Never said that someone with a degree is more qualified than someone without. But during my job search it appeared that the companies here all required degrees and for them to be notarized/certified. I don't know what that did, but if a company is going to hire you to do a role then they should apply for that visa makes sense, no? If the MOL is the one that is establishing your worth based on your education (which I agree, is dumb), then like I said in the other thread, make sure the contract you sign is for the right position and salary. I think most of the benefits are attached to the position one has in the company and most always the salary you earn. 

I know when I went to apply for my drinking license, I was informed that I had to be a certain level and have a certain salary and since I had it, they accepted the application. Don't know how true that is, but was just stating what I experienced...


----------



## Laowei (Nov 29, 2009)

indoMLA said:


> Never said that someone with a degree is more qualified than someone without. But during my job search it appeared that the companies here all required degrees and for them to be notarized/certified. I don't know what that did, but if a company is going to hire you to do a role then they should apply for that visa makes sense, no? If the MOL is the one that is establishing your worth based on your education (which I agree, is dumb), then like I said in the other thread, make sure the contract you sign is for the right position and salary. I think most of the benefits are attached to the position one has in the company and most always the salary you earn.
> 
> I know when I went to apply for my drinking license, I was informed that I had to be a certain level and have a certain salary and since I had it, they accepted the application. Don't know how true that is, but was just stating what I experienced...
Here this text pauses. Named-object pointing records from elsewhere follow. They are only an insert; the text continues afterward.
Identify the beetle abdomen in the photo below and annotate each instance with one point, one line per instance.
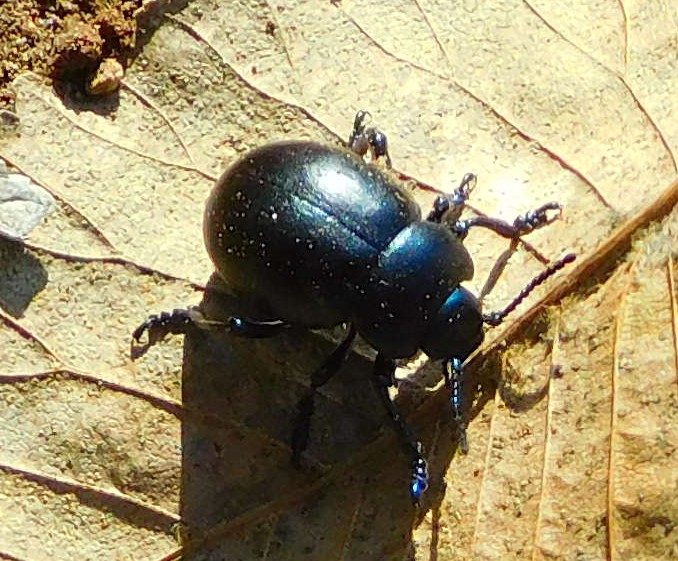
(295, 229)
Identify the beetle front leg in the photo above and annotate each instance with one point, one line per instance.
(453, 373)
(365, 138)
(450, 207)
(384, 377)
(521, 226)
(306, 405)
(182, 321)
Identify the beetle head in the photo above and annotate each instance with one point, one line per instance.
(456, 330)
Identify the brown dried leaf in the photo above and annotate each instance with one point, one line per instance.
(184, 452)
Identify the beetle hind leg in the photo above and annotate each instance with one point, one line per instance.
(306, 406)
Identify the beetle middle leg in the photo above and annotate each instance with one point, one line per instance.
(306, 406)
(384, 377)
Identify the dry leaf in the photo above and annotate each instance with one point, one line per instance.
(185, 451)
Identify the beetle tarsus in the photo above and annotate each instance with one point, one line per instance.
(253, 329)
(384, 377)
(453, 373)
(177, 322)
(449, 207)
(363, 138)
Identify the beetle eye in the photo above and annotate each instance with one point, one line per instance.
(456, 330)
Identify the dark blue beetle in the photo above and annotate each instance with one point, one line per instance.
(310, 235)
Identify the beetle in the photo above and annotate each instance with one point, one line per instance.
(315, 236)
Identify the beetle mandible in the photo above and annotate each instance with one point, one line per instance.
(315, 236)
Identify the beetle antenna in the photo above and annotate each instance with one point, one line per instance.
(495, 318)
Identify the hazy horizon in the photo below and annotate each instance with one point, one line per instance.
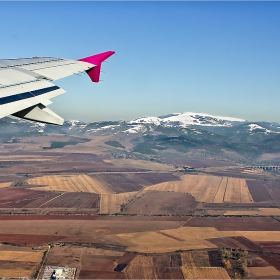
(220, 58)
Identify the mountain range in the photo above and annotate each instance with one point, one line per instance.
(180, 134)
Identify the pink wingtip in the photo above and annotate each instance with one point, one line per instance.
(96, 60)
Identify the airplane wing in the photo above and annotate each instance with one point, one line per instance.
(26, 88)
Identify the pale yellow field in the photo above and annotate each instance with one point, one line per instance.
(209, 188)
(205, 273)
(70, 183)
(262, 271)
(141, 267)
(15, 273)
(5, 185)
(258, 211)
(21, 256)
(111, 203)
(195, 259)
(187, 238)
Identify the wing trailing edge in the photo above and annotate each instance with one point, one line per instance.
(39, 113)
(25, 88)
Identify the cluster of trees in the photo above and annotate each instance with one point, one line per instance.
(236, 261)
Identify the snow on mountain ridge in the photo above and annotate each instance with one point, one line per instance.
(186, 119)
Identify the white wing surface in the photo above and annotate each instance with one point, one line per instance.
(26, 88)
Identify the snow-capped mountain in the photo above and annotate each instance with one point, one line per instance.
(179, 121)
(187, 119)
(181, 132)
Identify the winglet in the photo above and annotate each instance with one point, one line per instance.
(96, 60)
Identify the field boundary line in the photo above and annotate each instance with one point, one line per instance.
(217, 190)
(51, 199)
(225, 191)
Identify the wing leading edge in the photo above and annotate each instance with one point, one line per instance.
(25, 88)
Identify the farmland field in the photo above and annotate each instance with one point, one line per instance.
(69, 183)
(235, 223)
(5, 185)
(258, 211)
(258, 190)
(132, 182)
(258, 272)
(141, 267)
(205, 273)
(19, 261)
(159, 202)
(206, 188)
(111, 203)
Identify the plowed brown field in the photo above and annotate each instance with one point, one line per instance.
(235, 223)
(141, 267)
(209, 188)
(205, 273)
(5, 185)
(111, 203)
(70, 183)
(161, 203)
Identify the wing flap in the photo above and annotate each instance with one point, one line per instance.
(12, 76)
(39, 113)
(18, 97)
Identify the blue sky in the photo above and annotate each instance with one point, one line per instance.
(220, 58)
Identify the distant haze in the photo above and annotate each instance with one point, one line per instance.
(219, 58)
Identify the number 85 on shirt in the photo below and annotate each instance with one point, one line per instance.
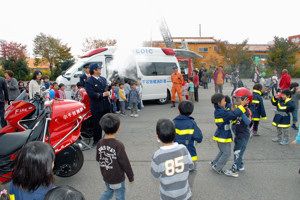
(173, 166)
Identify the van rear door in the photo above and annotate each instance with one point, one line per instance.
(155, 78)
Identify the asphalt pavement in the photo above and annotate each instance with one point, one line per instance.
(271, 170)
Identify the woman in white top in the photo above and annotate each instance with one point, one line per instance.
(139, 88)
(35, 91)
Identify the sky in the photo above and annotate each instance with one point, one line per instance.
(134, 21)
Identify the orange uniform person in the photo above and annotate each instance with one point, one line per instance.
(177, 80)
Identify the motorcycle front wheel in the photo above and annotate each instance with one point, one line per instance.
(69, 161)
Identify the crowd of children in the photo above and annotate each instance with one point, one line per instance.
(177, 156)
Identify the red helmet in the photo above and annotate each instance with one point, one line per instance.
(280, 94)
(243, 93)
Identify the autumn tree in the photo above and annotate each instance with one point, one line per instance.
(236, 56)
(13, 57)
(49, 49)
(215, 61)
(282, 54)
(94, 43)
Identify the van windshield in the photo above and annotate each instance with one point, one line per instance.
(156, 68)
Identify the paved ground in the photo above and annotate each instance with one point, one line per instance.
(271, 170)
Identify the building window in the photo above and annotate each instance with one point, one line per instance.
(203, 49)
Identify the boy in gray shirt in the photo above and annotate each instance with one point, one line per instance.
(171, 164)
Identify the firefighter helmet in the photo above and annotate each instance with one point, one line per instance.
(243, 93)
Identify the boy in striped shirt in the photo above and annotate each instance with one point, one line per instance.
(171, 164)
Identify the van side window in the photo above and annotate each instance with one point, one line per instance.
(164, 69)
(156, 68)
(147, 68)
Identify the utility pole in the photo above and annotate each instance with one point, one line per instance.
(200, 30)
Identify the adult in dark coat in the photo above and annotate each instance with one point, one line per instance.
(3, 100)
(95, 87)
(83, 78)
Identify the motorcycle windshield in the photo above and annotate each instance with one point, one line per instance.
(22, 96)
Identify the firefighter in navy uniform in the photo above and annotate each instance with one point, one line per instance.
(95, 87)
(282, 116)
(83, 78)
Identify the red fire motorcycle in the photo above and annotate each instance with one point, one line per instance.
(59, 124)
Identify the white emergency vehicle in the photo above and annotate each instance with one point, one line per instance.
(153, 66)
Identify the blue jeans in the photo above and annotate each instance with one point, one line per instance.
(119, 193)
(38, 107)
(240, 145)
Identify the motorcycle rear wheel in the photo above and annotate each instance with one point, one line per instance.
(69, 161)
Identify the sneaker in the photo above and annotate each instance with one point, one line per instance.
(218, 171)
(276, 140)
(295, 127)
(231, 173)
(284, 142)
(242, 169)
(255, 133)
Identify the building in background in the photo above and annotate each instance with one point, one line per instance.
(207, 47)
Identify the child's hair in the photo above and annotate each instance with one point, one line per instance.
(61, 85)
(4, 195)
(227, 99)
(132, 83)
(257, 86)
(64, 193)
(186, 108)
(287, 92)
(217, 98)
(165, 130)
(32, 166)
(21, 82)
(294, 85)
(110, 123)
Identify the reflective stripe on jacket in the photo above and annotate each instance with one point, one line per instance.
(282, 116)
(257, 106)
(222, 120)
(187, 132)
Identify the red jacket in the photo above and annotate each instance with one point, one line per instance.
(285, 81)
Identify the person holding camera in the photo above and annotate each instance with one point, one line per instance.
(35, 91)
(97, 90)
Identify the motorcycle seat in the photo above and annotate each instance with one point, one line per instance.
(11, 142)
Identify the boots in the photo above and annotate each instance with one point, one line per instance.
(295, 127)
(173, 104)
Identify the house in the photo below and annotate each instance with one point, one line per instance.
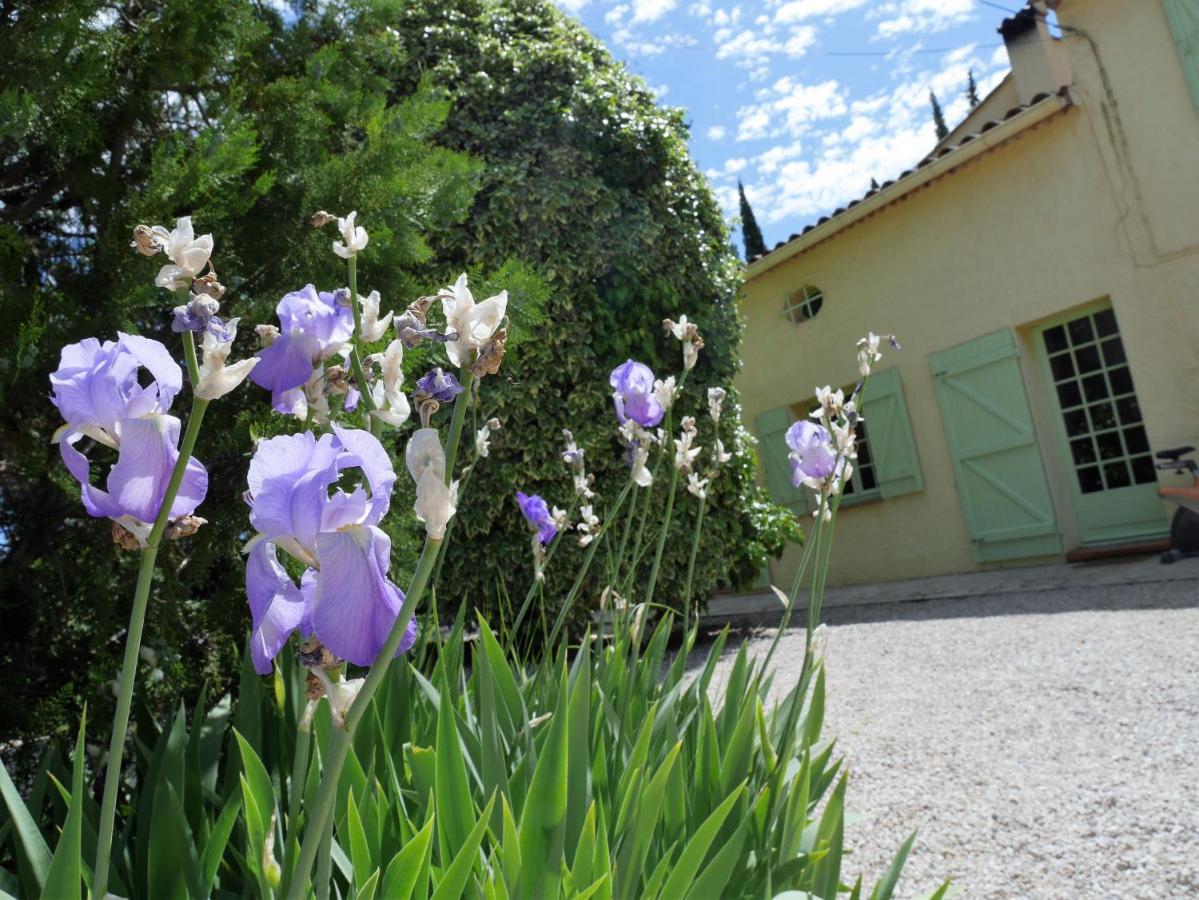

To be fair my experience for both jobs here was that i was headhunted so wasnt applying for the positions, but was recommended for them. Both positions did require high level degrees, but they were more interested in my experience than qualifications so wasnt an issue, just make sure your resume is good if you have the experience.

Regarding drink license its true both your level of spend per month and the acceptance to get one is based on your salary with a max of 1500aed


----------